Чувствуя, что седокам не до них, животные придержались, зашагали бок о бок по широкой дороге со скоростью пустой телеги.
- Ты избегаешь Дома Божьего, - настойчиво сказал искупитель.
- Да, - призналась Елена. – Избегаю.
- Почему? – Насильник развернулся в седле и внимательно посмотрел ей в глаза.
- Потому что…
Елена качнула головой, стараясь изгнать неприятное, пожалуй, даже страшноватое ощущение, что ничего не закончилось, все продолжается и тянется, тянется…
- Расскажи, - Насильник ухитрился попросить так, чтобы это звучало как указание. Или наоборот, настоять, будто вежливо попросил.
- Не хочу, - пожала плечами Елена. – Слушай, ну хороший же вечер, настроение хорошее, солнце светит, тепло.
- Я очень попрошу, - поднажал искупитель.
- Зачем тебе это? – повернулась к нему Елена. Натруженная вчера поясница заныла тупой болью, будто прося так больше не делать.
- Я следил за тобой, - сумрачно сказал Насильник.
- Ах, ты… - прищурилась Елена.
- И я видел, - искупитель ответил ей прямым, хладнокровным взглядом узких глаз. – Я видел все.
- Ничего ты не видел, - стушевалась женщина, понуро склонив голову.
- Я видел, - повторил в третий раз Насильник. – И было это похоже на одержимость. На то, что само пребывание в святых стенах причиняет тебе боль. Но я стар. Я видел многое. Я привык не судить сгоряча. Расскажи.
- И все это время ты знал? – недоверчиво спросила Елена. – Знал и ждал когда выпадет случай поговорить?
- Да. Я же сказал. Я терпелив.
Елена лишь пораженно развела руками. Подумала и уточнила:
- А если я не захочу отвечать? Или тебе не понравится то, что услышишь?
- Мне не нравятся многие вещи, - меланхолично отозвался искупитель. – Например, твои волосы. Не люблю рыжих. Но я их терплю. Однако если ты одержима…
- Что будет?
- Мы сразимся, - просто и без всякой рисовки ответил Насильник. - Ибо ведьмам и колдуньям вольно ходить по земле, их участь отмерит Пантократор за краем жизни. Но проводнику сил нечистого жить непозволительно.
- Ну, дела, - пробормотала Елена, косясь на протазан искупителя. Насильник по-прежнему лишь слегка придерживал полированное древко самыми кончиками пальцев, но фехтовальщица не сомневалась – начнись поединок, лучше бежать сразу, не принимая бой.
- Ладно, - решилась она. – Но в обмен.
- Чего ты хочешь? – теперь удивился искупитель.
- Твою историю.
- Что? – голос Насильника вдруг стал каким-то сухим, ломким, будто лист в гербарии или многократно перезаписанная кассета.
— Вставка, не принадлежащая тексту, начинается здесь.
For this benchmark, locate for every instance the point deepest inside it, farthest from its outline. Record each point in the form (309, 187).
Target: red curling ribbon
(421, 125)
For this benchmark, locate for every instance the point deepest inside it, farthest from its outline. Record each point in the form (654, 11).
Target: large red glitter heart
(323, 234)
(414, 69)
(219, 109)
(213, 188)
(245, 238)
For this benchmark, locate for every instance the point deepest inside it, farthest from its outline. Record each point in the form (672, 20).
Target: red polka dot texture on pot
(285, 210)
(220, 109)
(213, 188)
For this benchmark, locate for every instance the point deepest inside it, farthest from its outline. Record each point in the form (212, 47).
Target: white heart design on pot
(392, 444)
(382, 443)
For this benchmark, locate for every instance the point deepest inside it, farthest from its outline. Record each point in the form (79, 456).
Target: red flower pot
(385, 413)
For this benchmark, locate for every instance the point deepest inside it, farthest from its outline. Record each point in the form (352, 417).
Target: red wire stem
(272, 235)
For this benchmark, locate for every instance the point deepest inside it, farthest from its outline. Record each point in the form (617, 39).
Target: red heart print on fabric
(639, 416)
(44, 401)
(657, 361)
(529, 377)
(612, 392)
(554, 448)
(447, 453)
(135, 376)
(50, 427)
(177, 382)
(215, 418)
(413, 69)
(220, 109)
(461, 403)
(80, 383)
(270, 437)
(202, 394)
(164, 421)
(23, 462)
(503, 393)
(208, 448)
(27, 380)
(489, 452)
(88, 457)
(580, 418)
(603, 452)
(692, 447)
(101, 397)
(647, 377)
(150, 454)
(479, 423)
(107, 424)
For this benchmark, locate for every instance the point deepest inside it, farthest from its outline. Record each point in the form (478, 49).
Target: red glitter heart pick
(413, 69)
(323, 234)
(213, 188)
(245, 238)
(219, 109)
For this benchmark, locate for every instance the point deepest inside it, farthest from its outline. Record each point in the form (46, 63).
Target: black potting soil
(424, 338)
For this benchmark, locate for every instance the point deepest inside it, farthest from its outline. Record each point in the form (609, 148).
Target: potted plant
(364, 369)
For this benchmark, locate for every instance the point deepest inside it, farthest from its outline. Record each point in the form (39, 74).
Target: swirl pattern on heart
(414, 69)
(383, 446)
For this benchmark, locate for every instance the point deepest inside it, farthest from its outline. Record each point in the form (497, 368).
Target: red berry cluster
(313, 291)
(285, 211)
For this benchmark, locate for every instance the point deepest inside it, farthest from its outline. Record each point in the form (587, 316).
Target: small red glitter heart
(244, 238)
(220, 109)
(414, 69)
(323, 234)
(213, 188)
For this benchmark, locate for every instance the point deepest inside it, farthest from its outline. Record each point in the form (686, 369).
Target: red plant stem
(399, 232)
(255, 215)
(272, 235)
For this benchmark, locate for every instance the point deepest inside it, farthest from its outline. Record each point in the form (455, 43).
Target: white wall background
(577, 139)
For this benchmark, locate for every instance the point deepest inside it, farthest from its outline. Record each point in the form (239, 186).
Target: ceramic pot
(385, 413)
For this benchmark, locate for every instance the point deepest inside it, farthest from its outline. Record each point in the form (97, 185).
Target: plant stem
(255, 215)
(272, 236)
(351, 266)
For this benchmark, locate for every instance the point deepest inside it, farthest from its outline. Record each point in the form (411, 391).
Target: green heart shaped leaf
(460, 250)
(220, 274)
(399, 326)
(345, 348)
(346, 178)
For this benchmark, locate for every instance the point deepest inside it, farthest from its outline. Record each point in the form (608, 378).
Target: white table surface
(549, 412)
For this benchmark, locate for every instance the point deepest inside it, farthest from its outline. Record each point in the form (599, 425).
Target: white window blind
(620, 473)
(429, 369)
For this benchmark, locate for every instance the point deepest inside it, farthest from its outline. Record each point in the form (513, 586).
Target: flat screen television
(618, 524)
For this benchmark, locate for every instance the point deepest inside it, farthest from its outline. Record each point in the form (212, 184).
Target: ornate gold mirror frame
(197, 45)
- Ты хочешь полной откровенности от меня, - рассудила вслух женщина. – Это я понимаю. Но храмовое воспоминание… неприятно. Очень. Я тебе его расскажу. Честно, клянусь милостью Пантократора в Его атрибутах, ничего не утаивая, - Елена подняла вверх палец, надеясь, что выглядит это внушительно. – И под честное слово никогда никому не передавать. Но хочу того же взамен. Равным за равное. Доверие на доверие. Неприятную тайну за такую же тайну.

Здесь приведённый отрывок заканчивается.